Various Resources Provided by the CRC

 

Core Research Center -- Available Resources

In 1974 the U.S. Geological Survey (USGS), in cooperation with the Rocky Mountain Association of geologists, established a permanent free-access core repository in Denver. The purpose of the repository is to rescue rock cores threatened with destruction or disposal, process and store them in an efficient manner, and make them available for observation and sampling by all interested parties. The collection contains full-diameter cores, slabbed cores, and well cuttings.

The Center is one of the largest public core repositories in the country and has cultivated a high degree of trust and integrity with its donors and users. Conservative estimates, based on the value of cores housed at this facility, indicate that the public cost of storage per year is only about 0.5 percent of the original cost of drilling, and 0.05 percent of what it would cost to drill the cores today. The USGS can store the cores, which are used for educational and research purposes, for at least 200 years before reaching the original cost of drilling.

The USGS maintains the most diverse public-access core collections in the country.

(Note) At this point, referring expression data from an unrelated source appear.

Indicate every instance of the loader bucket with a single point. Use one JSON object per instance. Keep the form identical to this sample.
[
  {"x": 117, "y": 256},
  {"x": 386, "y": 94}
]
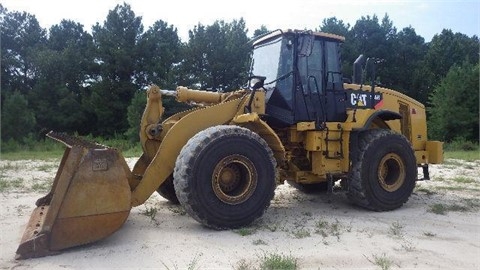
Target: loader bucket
[{"x": 90, "y": 199}]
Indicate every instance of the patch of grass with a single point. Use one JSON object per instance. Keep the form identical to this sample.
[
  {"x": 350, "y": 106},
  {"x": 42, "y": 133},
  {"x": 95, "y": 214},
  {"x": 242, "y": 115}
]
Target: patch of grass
[
  {"x": 259, "y": 242},
  {"x": 47, "y": 167},
  {"x": 244, "y": 231},
  {"x": 472, "y": 203},
  {"x": 438, "y": 208},
  {"x": 271, "y": 227},
  {"x": 463, "y": 180},
  {"x": 41, "y": 186},
  {"x": 176, "y": 209},
  {"x": 408, "y": 246},
  {"x": 382, "y": 261},
  {"x": 4, "y": 185},
  {"x": 425, "y": 190},
  {"x": 301, "y": 233},
  {"x": 396, "y": 229},
  {"x": 194, "y": 263},
  {"x": 463, "y": 155},
  {"x": 275, "y": 261},
  {"x": 442, "y": 209},
  {"x": 325, "y": 228},
  {"x": 243, "y": 265}
]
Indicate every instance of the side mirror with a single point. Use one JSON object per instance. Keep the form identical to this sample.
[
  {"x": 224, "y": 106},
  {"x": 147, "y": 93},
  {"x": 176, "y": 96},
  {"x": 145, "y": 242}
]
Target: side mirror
[{"x": 257, "y": 82}]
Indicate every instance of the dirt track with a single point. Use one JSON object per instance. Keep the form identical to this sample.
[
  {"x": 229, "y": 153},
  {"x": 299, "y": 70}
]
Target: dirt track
[{"x": 438, "y": 228}]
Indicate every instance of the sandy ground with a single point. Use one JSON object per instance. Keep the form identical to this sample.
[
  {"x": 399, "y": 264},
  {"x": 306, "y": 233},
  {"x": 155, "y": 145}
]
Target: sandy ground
[{"x": 438, "y": 228}]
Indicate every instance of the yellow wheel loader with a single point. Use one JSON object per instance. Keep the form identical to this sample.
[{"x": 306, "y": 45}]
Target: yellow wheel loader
[{"x": 298, "y": 121}]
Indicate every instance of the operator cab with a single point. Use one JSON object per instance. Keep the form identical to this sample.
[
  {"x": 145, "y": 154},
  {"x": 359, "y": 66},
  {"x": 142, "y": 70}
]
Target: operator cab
[{"x": 303, "y": 78}]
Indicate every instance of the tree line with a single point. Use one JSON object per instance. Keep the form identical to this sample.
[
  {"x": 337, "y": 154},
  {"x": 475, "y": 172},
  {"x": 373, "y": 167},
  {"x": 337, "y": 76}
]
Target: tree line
[{"x": 68, "y": 79}]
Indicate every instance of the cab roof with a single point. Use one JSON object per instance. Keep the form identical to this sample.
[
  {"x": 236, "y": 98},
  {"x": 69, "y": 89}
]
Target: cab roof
[{"x": 280, "y": 32}]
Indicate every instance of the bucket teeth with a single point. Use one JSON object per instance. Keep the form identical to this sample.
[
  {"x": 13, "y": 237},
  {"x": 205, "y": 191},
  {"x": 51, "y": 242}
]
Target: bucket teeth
[{"x": 71, "y": 141}]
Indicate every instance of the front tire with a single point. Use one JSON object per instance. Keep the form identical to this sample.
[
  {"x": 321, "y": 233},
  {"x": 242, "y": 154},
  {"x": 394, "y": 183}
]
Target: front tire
[
  {"x": 383, "y": 172},
  {"x": 225, "y": 177},
  {"x": 167, "y": 190}
]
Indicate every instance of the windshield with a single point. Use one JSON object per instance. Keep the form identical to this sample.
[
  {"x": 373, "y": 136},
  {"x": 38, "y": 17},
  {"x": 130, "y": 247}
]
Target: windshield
[
  {"x": 274, "y": 60},
  {"x": 266, "y": 58}
]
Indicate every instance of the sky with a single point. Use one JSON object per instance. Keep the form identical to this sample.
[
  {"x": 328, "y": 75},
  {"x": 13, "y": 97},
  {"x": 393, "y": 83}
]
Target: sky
[{"x": 427, "y": 17}]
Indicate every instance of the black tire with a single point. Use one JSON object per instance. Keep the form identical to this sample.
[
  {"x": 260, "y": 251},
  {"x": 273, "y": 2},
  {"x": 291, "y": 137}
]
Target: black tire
[
  {"x": 225, "y": 177},
  {"x": 167, "y": 190},
  {"x": 383, "y": 172}
]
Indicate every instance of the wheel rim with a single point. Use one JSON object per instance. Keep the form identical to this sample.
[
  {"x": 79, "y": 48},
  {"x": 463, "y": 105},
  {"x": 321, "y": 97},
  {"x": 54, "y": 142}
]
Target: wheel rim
[
  {"x": 234, "y": 179},
  {"x": 391, "y": 172}
]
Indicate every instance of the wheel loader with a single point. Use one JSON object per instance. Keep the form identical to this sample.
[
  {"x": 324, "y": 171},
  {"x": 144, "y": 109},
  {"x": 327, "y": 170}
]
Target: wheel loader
[{"x": 299, "y": 120}]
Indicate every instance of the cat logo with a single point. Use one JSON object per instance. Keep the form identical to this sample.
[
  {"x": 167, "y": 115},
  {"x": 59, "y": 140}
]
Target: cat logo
[{"x": 359, "y": 100}]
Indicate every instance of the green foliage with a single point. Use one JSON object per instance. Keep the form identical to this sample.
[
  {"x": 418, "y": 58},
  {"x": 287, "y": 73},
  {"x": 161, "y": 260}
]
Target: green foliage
[
  {"x": 275, "y": 261},
  {"x": 216, "y": 56},
  {"x": 18, "y": 118},
  {"x": 75, "y": 81},
  {"x": 455, "y": 105},
  {"x": 134, "y": 115}
]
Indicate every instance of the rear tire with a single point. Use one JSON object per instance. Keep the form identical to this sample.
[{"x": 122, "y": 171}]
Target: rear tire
[
  {"x": 225, "y": 177},
  {"x": 383, "y": 172}
]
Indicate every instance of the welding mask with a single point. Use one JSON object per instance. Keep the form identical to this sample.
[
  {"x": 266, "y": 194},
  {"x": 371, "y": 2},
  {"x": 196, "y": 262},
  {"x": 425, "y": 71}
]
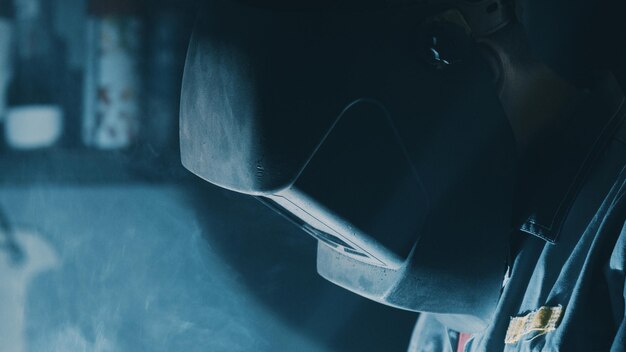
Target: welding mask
[{"x": 376, "y": 129}]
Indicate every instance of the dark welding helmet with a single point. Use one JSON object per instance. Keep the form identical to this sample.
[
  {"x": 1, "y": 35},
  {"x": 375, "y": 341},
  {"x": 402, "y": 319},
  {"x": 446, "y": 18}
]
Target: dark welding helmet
[{"x": 375, "y": 128}]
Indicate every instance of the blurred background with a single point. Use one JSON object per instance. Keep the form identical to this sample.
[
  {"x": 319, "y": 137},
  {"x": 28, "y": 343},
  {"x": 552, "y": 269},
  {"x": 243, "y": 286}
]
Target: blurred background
[{"x": 106, "y": 242}]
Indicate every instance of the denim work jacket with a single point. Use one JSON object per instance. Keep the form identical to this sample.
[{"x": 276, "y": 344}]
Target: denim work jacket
[{"x": 565, "y": 288}]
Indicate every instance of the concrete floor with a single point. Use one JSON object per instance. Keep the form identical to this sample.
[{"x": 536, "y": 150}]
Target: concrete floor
[{"x": 136, "y": 267}]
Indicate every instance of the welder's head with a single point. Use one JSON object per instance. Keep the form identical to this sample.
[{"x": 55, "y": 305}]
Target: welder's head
[{"x": 375, "y": 129}]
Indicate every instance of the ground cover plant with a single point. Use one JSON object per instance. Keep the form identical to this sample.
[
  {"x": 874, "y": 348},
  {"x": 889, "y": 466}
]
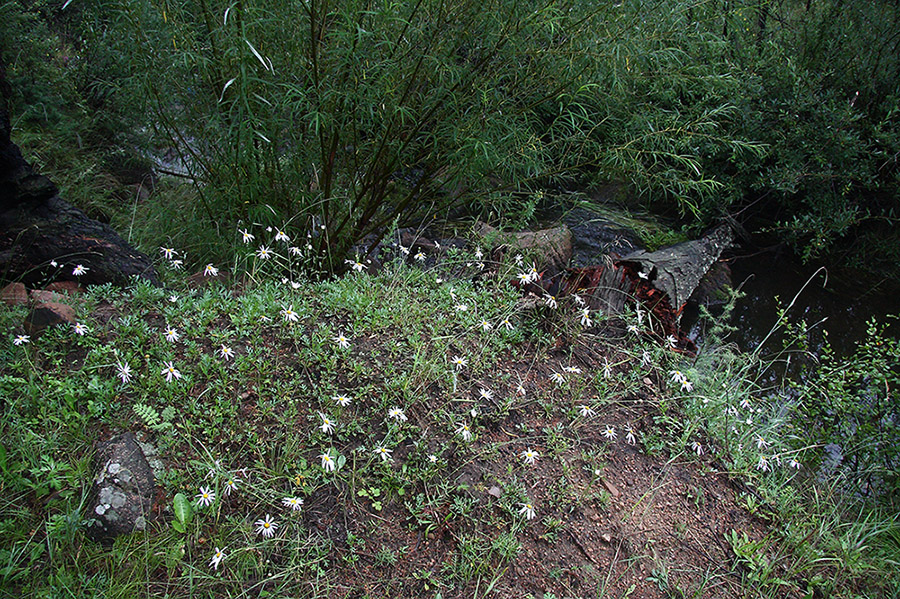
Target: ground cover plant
[{"x": 422, "y": 431}]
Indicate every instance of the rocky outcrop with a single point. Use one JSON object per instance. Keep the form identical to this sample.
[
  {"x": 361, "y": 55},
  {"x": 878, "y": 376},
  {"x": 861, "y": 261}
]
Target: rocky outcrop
[
  {"x": 38, "y": 229},
  {"x": 123, "y": 489}
]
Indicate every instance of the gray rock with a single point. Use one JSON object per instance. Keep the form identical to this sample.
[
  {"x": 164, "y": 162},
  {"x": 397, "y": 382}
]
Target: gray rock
[{"x": 123, "y": 489}]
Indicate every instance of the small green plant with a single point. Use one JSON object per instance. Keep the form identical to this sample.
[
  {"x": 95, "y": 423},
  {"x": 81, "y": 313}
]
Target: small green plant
[{"x": 184, "y": 513}]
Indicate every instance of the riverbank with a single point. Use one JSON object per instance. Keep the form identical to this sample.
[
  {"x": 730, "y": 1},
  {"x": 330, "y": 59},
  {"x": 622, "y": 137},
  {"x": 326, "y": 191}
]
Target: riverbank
[{"x": 481, "y": 445}]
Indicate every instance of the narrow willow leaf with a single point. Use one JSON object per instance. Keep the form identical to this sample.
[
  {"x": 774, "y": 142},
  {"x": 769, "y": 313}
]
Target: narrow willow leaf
[
  {"x": 230, "y": 81},
  {"x": 257, "y": 55}
]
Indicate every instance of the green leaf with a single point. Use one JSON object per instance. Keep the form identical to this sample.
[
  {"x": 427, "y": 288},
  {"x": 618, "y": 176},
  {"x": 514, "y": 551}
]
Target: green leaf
[{"x": 183, "y": 512}]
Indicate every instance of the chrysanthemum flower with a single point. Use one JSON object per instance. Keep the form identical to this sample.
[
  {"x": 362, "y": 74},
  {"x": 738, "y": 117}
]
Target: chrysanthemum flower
[
  {"x": 527, "y": 509},
  {"x": 170, "y": 372},
  {"x": 397, "y": 414},
  {"x": 384, "y": 453},
  {"x": 205, "y": 497},
  {"x": 218, "y": 556},
  {"x": 295, "y": 503},
  {"x": 266, "y": 527}
]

A variety of core sub-collections are available in the repository, including those from oil shale development; Eniwetok Atoll; Cajon Pass, California; Yellowstone Park; and off-shore wells. In addition CRC curates one of the country's larger collections of cuttings (rock chips) brought to the surface during drilling operations, which are invaluable for constructing geologic concepts of an area. The core and cuttings collection is also accompanied by a large collection of thin sections, which are used to examine microscopic details of the rocks. Photographs of cores are also available to researchers. Files containing chemical and physical analyses, core descriptions, stratigraphic charts, and various other analyses performed by previous users of the collection can now be downloaded.

The USGS curates one of the country's larger collections of drillhole material.

The CRC houses about 1.1 million feet of core in the general collection of petroleum exploration and development holes as well as in specialized collections. These cores come from 33 states and about 95 percent were donated by petroleum and mining companies, State geological surveys, other Federal agencies, and universities; about 5 percent are special scientific cores drilled by the USGS. In addition, the CRC maintains over 19,000 thin sections taken from cataloged cores. Cuttings from over 52,000 wells in 28 States are also housed at the repository. This unique collection of cuttings represents nearly 235 million feet of drilling at a replacement cost of over $10 billion.